The High Court considered the submissions of the petitioner and the Department.  The High Court considered the facts of the case.  The High Court also analyzed the provisions of circular 14.06.2019.

The High Court observed that on perusal of the above circular, it appears that the CBDT had fixed the time limit, to file the application for compounding of offences, as 12 months from the date of prosecution. According to the Department the compounding application ought to be filed on or before 13.09.2017.  But the petitioner filed the application on 14.09.2021 i.e., beyond the limitation period prescribed in the circular. 

For this the petitioner contended that the fixation of time limit of 12 months for filing the application for compounding of offences is not in accordance with the Section 279(2) of the Act.  The High Court analyzed the provisions of Section 279(2) of the Act which reads that any offence under this Chapter may, either before or after the institution of proceeding be compounded by the Principal Chief Commissioner or Chief Commissioner or a Principal Director General or Director GeneralThe High Court observed that in section 279(2) of the Act nowhere it has been mentioned with regard to the fixation of time limit for filing the application for compounding of offences.  However in the explanation to the said Section, it has been stated that the CBDT is empowered to issue orders, circulars, instructions and directions for the purpose of proper implementation of the Act.  The High Court observed that the CBDT is empowered to issue circulars, directions, instructions etc. However, the same should not be beyond the scope of the Act and it should be within the scope of the Act.

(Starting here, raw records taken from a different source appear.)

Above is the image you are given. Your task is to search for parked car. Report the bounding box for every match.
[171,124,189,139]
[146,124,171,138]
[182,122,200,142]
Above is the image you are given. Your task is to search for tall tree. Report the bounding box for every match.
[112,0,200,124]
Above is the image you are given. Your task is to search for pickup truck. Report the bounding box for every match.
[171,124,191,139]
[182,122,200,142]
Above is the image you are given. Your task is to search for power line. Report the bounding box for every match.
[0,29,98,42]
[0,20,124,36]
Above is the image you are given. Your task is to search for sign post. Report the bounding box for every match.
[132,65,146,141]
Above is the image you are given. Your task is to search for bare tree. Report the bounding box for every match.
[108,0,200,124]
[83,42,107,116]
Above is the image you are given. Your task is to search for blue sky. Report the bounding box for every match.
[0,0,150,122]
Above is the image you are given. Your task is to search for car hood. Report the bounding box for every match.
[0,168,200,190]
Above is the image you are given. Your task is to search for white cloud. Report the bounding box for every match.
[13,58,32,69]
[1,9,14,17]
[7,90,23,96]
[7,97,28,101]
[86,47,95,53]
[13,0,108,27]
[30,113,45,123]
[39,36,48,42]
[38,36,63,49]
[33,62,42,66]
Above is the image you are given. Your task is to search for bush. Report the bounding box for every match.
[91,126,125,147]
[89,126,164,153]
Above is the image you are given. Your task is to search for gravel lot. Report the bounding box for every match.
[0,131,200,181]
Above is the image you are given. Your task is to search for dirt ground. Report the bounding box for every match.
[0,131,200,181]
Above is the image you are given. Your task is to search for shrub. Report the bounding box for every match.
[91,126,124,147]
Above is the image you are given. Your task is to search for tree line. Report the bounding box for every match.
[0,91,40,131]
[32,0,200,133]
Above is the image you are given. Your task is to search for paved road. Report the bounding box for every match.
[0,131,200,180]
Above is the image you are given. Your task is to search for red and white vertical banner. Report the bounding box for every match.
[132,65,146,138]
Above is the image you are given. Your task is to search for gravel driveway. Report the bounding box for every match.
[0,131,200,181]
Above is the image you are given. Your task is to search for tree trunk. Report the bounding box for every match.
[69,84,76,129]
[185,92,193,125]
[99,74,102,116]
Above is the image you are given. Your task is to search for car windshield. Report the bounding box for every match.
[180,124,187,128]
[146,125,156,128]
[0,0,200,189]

The High Court further observed that the intention of the Legislation for bringing Section 279(2) of the Act is to permit the Assessee to go for compounding of offences either before institution of proceedings or after institution of proceedings. The CBDT had brought the circular, whereby they intend to fix time limit, which almost amounts to amendment of Section 279(2) of the Act which is contrary to the provisions of the Act.  The idea of the Legislation was that the compounding of offences is permissible either before or after the institution of the proceedings, the CBDT cannot issue a circular contrary to the object of the said provisions.  The explanation, which empowers the CBDT to issue circular, is only for the purpose of implementation of the provisions of the Act with regard to the compounding of offences and not for the purpose of fixing time limit for filing the application for compounding of offences and the same is contrary to the provisions of the Act and hence, it is not permissible in terms of Section 279(2) of the Act.

The High Court held that he CBDT is not empowered to fix the time limit for filing the application for compounding of offences, which is contrary to the provisions of Section 279(2) of the Act.  The petitioner can file the application for compounding of offences either before or subsequent to the launching of the prosecution according to Section 279(2) of the Act.   The order passed by the respondent, rejecting the application for compounding of offences on a sole ground that it is barred by limitation, is liable to be set aside. Accordingly, the order dated 20.08.2022 is set aside.

However the Department prayed for the remitting back the case to the Authority concerned.  The High Court remitted the matter back to the Authority concerned and the respondent is directed to decide the same on its own merits and in accordance with law.